Face à la crise, les aides au logement pas assez efficaces

    Publié le 26 juillet 2012 par Rouba Naaman-Beauvais
    Un rapport de l'Inspection générale des affaires sociales (IGAS) révèle que les différentes aides au logement (APL, ALF, ALS) auraient perdu de leur efficacité. En cause, une actualisation du barème sous-évaluée, et un décalage du système de gestion, compte tenu de l'actuelle crise du logement. Décryptage.
    ALF, ALS et APL. Derrière ses acronymes, se cachent les trois aides personnelles au logement, allouées aux ménages les plus modestes, qu'ils soient locataires ou propriétaires. L'efficacité de ces prestations sociales est aujourd'hui mise en doute par un rapport de l'Inspection générale des affaires sociales (IGAS), réalisé entre juillet 2011 et mars 2012, et publié le 24 juillet dernier. Face à l'augmentation en flèche des prix et des loyers ces dix dernières années, les aides n'auraient pas suivi, aggravant ainsi la fracture sociale.
    L'Allocation de logement familiale (ALF), créée en 1948, l'Allocation de logement sociale (ALS, 1971) et l'Aide personnalisée au logement (APL, 1977) représentent, à elles trois, pas moins de 15,9 milliards d'euros par an, versés à 6,3 millions de Français, en majorité locataires, soit en moyenne une allocation de 212 euros par mois. "L'importance des financements consacrés aux aides personnelles, tout comme les caractéristiques de leur barème, dégressif avec le revenu, en font la prestation sociale la plus importante en direction des ménages modestes" précise l'étude.

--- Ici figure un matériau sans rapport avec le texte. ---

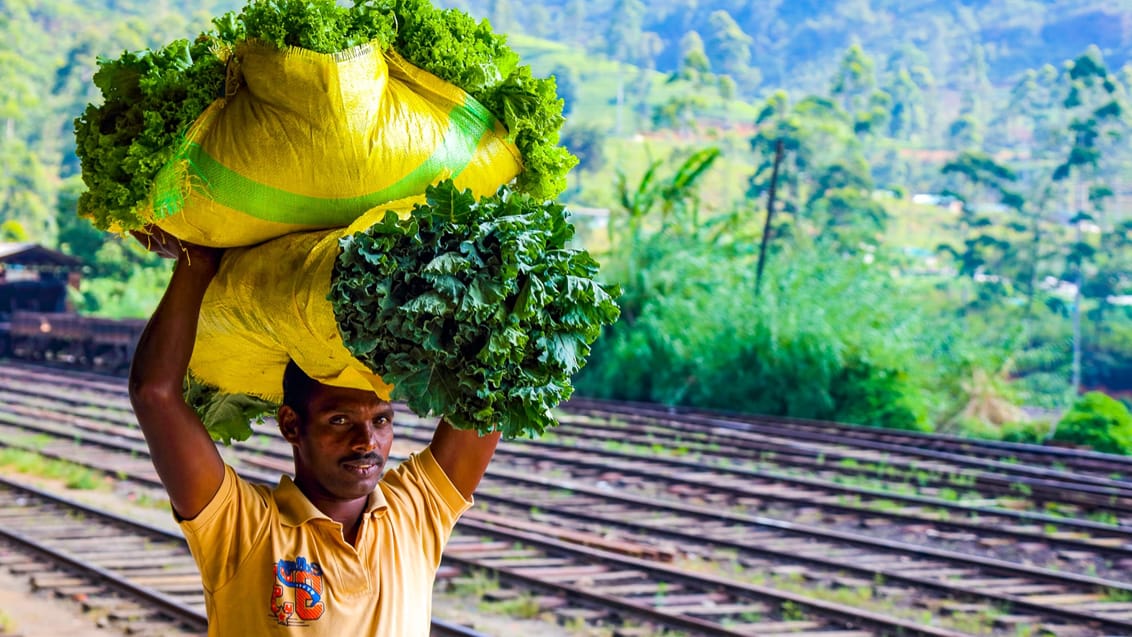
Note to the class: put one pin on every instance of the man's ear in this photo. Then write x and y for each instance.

    Des aides importantes... mais pas assez efficaces

    "Les aides personnelles permettent en moyenne de couvrir un peu plus de la moitié [des loyers de ces ménages]" a rappelé Cécile Duflot, ministre de l'Egalité des territoires et du Logement. Pourtant, les aides n'auraient pas l'effet escompté. "L'efficacité sociale des aides personnelles s'est détériorée au cours de la dernière décennie" explique l'IGAS.
    En moyenne, les aides réduisent le taux d'effort des ménages de 35,8 à 19,5% hors charges, soit un taux à 30% charges comprises, une valeur communément jugée acceptable pour les dépenses de logement. Mais l'on constate que, en fonction de la taille et de la composition du foyer, ainsi que du type du logement, certaines familles sont moins bien loties, et doivent supporter des taux d'effort que le rapport juge "prohibitifs".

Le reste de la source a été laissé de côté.